The role of internal auditors needs to evolve in the wake of growing occurrences of corporate frauds and 71 per cent of senior audit personnel are looking at investing in formal risk management frameworks, a report says.
According to PwC's 10th edition of annual 'State of the Internal Audit Profession Study', 71 per cent respondents feel financial risks to the companies are rising.
"Around 71 per cent of the respondents feel that risks are increasing and they are looking at investing in formal risk management frameworks," the report said.
Moreover, boards and management want internal auditors to use technology more effectively to deliver assurance on increasing risks with business.
The PwC survey found more than 50 per cent respondents reporting lack of adequate skill sets in the field of internal audit related to IT, cyber security, business continuity and data privacy.
In India, around 50 per cent of senior management and 67 per cent of board members believe internal audit does not add significant value to the company.
The study covered over 1,900 chief audit executives, internal audit managers, members of senior management and board members, who said that given adequate resources, opportunities do exist for internal audit to increase its value as well as contribution to the business.

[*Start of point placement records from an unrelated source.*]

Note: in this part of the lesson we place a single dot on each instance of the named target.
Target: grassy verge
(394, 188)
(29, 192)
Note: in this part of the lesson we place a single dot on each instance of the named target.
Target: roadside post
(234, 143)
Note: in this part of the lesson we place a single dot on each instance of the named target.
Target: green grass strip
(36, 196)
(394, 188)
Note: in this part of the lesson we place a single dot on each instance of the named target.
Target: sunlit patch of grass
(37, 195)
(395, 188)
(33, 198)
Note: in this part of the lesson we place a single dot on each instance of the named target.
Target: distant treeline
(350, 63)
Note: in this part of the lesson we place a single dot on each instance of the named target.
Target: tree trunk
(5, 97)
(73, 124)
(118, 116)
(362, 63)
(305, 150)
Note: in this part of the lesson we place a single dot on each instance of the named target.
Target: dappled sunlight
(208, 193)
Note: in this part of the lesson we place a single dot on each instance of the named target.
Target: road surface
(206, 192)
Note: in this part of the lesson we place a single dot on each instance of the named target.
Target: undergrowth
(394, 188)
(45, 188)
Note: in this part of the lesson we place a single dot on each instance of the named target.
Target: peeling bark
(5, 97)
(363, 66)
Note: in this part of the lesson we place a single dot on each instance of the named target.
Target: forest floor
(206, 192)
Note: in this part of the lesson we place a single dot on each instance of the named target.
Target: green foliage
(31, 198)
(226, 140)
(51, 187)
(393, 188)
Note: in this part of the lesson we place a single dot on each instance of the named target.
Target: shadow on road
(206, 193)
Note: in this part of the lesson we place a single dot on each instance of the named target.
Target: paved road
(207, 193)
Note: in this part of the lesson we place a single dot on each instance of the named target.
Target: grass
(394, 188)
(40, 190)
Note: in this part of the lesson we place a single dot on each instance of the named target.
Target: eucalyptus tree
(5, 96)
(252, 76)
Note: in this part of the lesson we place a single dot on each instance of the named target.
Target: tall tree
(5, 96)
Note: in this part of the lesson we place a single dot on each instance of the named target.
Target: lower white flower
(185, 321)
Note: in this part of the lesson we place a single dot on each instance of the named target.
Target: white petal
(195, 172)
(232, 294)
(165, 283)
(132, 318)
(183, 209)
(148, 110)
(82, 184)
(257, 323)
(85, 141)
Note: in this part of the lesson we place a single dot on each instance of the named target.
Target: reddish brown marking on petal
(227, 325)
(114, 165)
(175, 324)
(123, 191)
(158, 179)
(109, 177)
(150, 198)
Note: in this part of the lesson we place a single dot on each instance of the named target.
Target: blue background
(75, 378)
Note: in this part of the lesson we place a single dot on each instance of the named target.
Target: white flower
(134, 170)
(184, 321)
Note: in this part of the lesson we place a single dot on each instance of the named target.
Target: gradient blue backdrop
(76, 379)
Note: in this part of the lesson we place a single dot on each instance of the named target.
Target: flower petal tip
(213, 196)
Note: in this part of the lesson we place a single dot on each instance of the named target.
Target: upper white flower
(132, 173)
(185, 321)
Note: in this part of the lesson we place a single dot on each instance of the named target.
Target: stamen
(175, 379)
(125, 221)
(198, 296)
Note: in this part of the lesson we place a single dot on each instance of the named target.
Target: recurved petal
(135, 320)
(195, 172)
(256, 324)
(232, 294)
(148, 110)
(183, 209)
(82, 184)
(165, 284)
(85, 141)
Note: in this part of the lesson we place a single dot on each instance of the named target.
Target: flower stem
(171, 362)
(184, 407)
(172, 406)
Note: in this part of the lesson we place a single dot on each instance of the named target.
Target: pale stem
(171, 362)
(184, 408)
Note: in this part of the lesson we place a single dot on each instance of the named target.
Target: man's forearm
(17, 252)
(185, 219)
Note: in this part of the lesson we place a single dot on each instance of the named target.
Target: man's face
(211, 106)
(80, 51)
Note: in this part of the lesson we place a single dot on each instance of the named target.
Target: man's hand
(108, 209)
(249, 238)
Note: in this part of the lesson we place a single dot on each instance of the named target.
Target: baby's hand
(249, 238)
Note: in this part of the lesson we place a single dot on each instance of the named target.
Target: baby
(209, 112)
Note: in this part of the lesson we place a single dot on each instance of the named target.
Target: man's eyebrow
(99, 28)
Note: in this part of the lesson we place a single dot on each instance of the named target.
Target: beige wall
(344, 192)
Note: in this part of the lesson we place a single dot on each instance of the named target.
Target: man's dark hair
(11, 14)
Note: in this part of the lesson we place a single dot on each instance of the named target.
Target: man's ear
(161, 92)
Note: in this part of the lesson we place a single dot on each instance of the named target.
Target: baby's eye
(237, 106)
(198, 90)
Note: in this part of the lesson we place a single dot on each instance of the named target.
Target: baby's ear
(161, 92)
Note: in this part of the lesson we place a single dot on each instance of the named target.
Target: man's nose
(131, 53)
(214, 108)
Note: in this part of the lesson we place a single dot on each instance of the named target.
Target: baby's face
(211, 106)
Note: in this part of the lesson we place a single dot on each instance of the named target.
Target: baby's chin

Some of the biggest internal drivers of change over the next 18 months include business transformation as cited by 61 per cent of respondents in India, followed by growing reliance on technology and IT systems, innovation around products, services and business models and changes in talent, staffing and resources.
According to PwC's 2014 Risk in Review study, the three biggest areas of business impact include technological change and related IT risks, increasing regulatory complexity, and rapidly changing customer needs and behaviour.